Вдруг ее тонкие-тонкие, легкие, горячие ручонки обхватили мою шею. На секунду под своими руками я почувствовал вздрагивание ее острых плеч, мокрое лицо прижалось к моей шершавой щеке.

— Пап… — всхлипнула Наташка, вывернулась из-под моих рук и исчезла.

Я с трудом поднялся, оглушенный, разбитый. Стучало в висках, перед глазами плыли оранжевые пятна, похожие на клочки рассеявшегося заката. Ощущение тоненьких невесомых ручонок на шее, вздрагивающее, угловатое, по-детски тощее тело, мокрая щека и это «пап», страдающее, любящее!.. Она простила меня. Простила не так, как прощают взрослые, а без всякого расчета, без раздумья… Простила потому, что любит.

Я стоял нетвердо на ногах, продолжая ощущать топкие руки на своей шее.

24

Спотыкаясь, как пьяный, я добрался до дому.
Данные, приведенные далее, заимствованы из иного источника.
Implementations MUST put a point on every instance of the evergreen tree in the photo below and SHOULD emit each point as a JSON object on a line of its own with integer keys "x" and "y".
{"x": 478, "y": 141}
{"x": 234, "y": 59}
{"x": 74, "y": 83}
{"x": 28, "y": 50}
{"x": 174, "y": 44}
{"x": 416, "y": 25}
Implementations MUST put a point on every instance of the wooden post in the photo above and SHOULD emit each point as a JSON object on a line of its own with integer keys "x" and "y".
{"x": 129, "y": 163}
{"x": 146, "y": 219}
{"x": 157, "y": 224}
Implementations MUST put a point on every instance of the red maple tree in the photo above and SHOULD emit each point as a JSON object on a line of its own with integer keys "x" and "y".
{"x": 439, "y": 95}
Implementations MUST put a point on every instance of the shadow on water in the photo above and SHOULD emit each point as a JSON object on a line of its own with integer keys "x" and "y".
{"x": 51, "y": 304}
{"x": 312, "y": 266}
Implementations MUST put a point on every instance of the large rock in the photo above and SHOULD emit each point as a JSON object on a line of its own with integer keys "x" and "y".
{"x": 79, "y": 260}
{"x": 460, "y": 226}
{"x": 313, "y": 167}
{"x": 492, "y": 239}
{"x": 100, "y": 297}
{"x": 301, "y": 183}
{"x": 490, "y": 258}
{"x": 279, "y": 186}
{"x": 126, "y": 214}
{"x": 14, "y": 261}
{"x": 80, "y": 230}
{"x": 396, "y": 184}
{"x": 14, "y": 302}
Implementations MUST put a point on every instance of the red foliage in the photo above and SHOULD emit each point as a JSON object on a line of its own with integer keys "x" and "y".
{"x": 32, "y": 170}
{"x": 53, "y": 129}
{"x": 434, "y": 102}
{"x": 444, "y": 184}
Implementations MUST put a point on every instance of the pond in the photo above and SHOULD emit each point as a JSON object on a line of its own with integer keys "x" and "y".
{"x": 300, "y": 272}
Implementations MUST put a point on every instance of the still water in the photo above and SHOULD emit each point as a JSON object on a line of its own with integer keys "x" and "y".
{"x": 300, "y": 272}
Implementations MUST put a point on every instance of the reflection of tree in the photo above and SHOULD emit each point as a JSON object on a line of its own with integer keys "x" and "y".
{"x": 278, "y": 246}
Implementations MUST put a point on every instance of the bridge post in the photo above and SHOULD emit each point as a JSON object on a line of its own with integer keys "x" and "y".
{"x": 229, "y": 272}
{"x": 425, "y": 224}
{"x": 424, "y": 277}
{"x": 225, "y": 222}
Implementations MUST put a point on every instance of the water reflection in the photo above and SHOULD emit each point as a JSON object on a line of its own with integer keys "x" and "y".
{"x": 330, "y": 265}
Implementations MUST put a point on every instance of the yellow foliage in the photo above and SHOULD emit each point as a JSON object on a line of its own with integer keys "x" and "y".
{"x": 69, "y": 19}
В комнате душно, гудят мухи на оконных стеклах, на полках в приглушенном закатном свете поблескивают корешки книг — Валиных книг, которые она теперь не читает. На стене висит знакомый, изученный вдоль и поперек пейзаж ельничка на болоте. Не хочу ни о чем вспоминать, не хочу ни о чем думать, кроме Наташки.
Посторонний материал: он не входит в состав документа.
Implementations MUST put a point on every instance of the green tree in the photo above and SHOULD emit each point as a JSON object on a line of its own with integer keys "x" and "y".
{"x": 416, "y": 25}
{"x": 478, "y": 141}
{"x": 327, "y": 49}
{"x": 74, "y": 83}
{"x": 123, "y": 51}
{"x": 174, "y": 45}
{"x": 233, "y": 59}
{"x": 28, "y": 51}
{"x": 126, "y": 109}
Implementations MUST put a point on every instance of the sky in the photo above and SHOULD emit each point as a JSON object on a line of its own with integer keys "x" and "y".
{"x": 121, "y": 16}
Тонкие ручонки, охватившие мою шею. Попробуй-ка оторви их от себя, откинь в сторону! Какое сердце может выдержать это ощущение горячих детских рук! Я человек, а не камень. Я отец ей!..

Разве мне не ясно было и раньше, что никого нет на свете, кого бы я любил больше ее? Ничего нет дороже, ничего нет ближе!

Она еще не начала жить, еще только по-детски стала чувствовать и переживать, а я, ее любящий отец, в незащищенную, доверчиво открытую душу наношу рану. Время излечит? Может быть, и излечит, но все равно в душе останется шрам. Не мои, а чьи-то чужие глаза будут следить, как она растет день за днем. Не мои руки, а чьи-то другие станут направлять ее жизнь. Чьи-то глаза, наверняка менее любящие, чьи-то руки, наверняка менее бережные…

Валя… Но разве Валя такая беспомощная, как Наташка? Даже если на секунду предположить, что я смогу Вале что-то дать, чем-то помочь (ой ли, сомнительно!), то Наташка наверняка больше нуждается в моей помощи. Хватит отмахиваться, хватит убегать от мыслей, связанных с Наташкой, пора подумать о дочери и Вале вместе. Поставь для себя вопрос: кто тебе дороже? Поставь и честно ответь. За спиной у Вали часть жизни, совершенно чужая тебе. Знаешь о ней только понаслышке. А жизнь Наташки?.. Разве ты не помнишь, как топтался возле крыльца родильного дома? Разве ты забыл, как тебе в руки передали завернутое в большое одеяло что-то, пока не имеющее для тебя ни лица, ни имени, но что-то живое, от прикосновения к которому екнуло сердце? Разве ты не радовался первой гримаске, похожей на улыбку? А первые шаги, когда детская ручонка судорожно стискивает твой большой черствый палец?.. С первого часа тебе принадлежит ее жизнь. Почему же ты должен от нее отказаться? В Вале течет чья-то кровь, кровь каких-то незнакомых тебе людей, а в Наташке — твоя собственная. У нее твои глаза, твои волосы, твой лоб. Наташка — это ты, освеженный природой, ты, кому суждено будет жить после твоей смерти. Нет, даже ради Вали не смеешь поступиться Наташкой…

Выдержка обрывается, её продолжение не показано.